RE: Character Encoding Question

At 12:18 PM -0800 11/29/00, John Boyer wrote:
>Still your question is valid because UCS-4 contains code points 
>outside of the BMP, and UTF-8 is capable of encoding them, while 
>Unicode/UCS-2/UTF-16x is not.

That is an incorrect statement. UTF-16 is able to encode things 
outside the BMP just fine, the the method for doing so is specified 
in the Unicode Standard an in RFC 2781.

>   While nothing currently exists out there,

This is also not true: there are private use areas allocated in 
planes 15 and 16.

>  I think ISO/IEC 10646-2 is supposed to change that fact, so it 
>would be helpful for us to change our sentence about the conditions 
>under which we expect the application of Normalization Form C to 
>occur.

This all started with a statement:

"REQUIRED to use Normalization Form C [NFC] when converting an XML 
document to the UCS character domain from a non-Unicode encoding".

This was a bit of shorthand on the part of whoever wrote it.

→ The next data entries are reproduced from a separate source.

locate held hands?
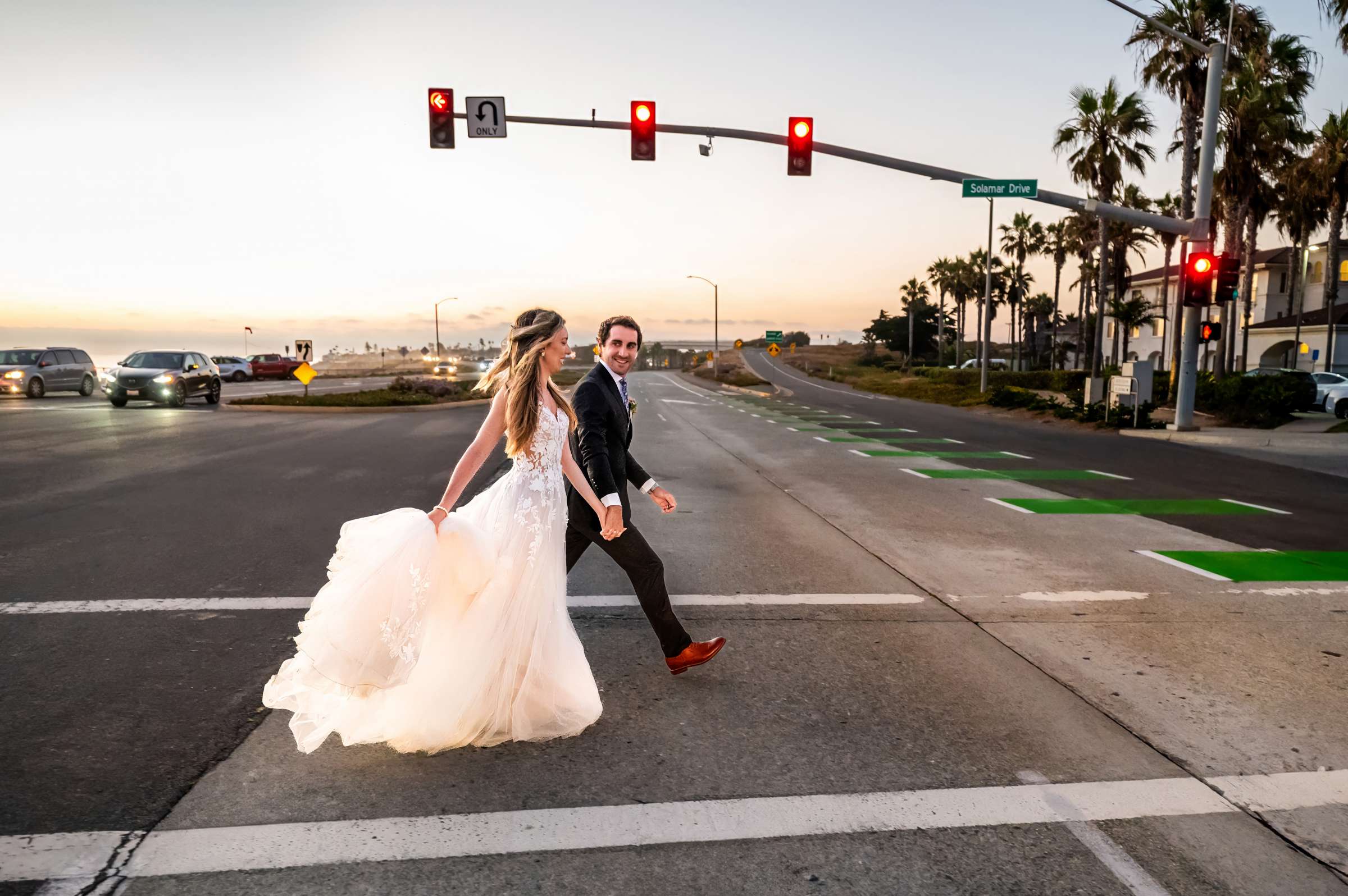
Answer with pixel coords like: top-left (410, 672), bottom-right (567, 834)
top-left (600, 504), bottom-right (627, 542)
top-left (650, 485), bottom-right (678, 513)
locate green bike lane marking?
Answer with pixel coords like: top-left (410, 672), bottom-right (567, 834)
top-left (987, 497), bottom-right (1288, 516)
top-left (1138, 551), bottom-right (1348, 582)
top-left (848, 449), bottom-right (1034, 461)
top-left (903, 468), bottom-right (1132, 479)
top-left (814, 435), bottom-right (964, 445)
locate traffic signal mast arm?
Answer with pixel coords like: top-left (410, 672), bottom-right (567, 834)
top-left (454, 112), bottom-right (1206, 237)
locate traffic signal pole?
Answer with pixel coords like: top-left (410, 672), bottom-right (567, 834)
top-left (454, 112), bottom-right (1191, 237)
top-left (1175, 43), bottom-right (1227, 432)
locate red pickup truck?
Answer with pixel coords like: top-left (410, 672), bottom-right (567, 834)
top-left (248, 354), bottom-right (303, 380)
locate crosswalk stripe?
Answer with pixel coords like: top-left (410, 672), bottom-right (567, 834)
top-left (0, 594), bottom-right (925, 616)
top-left (0, 769), bottom-right (1348, 880)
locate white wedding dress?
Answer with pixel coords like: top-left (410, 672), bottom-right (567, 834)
top-left (263, 403), bottom-right (601, 753)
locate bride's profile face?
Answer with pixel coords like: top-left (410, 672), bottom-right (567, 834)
top-left (543, 326), bottom-right (572, 376)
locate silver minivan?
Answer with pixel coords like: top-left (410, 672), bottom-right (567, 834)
top-left (0, 346), bottom-right (98, 399)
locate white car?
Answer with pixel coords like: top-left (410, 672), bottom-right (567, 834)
top-left (1310, 371), bottom-right (1348, 404)
top-left (1315, 373), bottom-right (1348, 420)
top-left (210, 354), bottom-right (252, 383)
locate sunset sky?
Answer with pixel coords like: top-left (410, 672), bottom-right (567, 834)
top-left (0, 0), bottom-right (1348, 357)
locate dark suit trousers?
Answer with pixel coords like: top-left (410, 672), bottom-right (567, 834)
top-left (566, 525), bottom-right (693, 656)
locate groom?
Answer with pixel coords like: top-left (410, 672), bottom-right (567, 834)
top-left (566, 316), bottom-right (725, 675)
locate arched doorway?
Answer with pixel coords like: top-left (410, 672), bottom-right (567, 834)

Simply 
change "a non-Unicode encoding" to "any non-UCS encoding" or "any 
local encoding".


>In conclusion, it would be helpful to know whether anyone thinks 
>UTF-7 
>(<http://www.ietf.org/rfc/rfc2152.txt>http://www.ietf.org/rfc/rfc2152.txt) 
>should be included since it does claim to be a format for encoding 
>Unicode characters.

Oh God no. UTF-7 was a mistake and has, thankfully, never been widely 
adopted. The only real use of UTF-7 is in IMAP and everyone there 
deeply regrets it. Pretend that you never heard of UTF-7.

--Paul Hoffman, Director
--Internet Mail Consortium

Received on Wednesday, 29 November 2000 18:15:28 UTC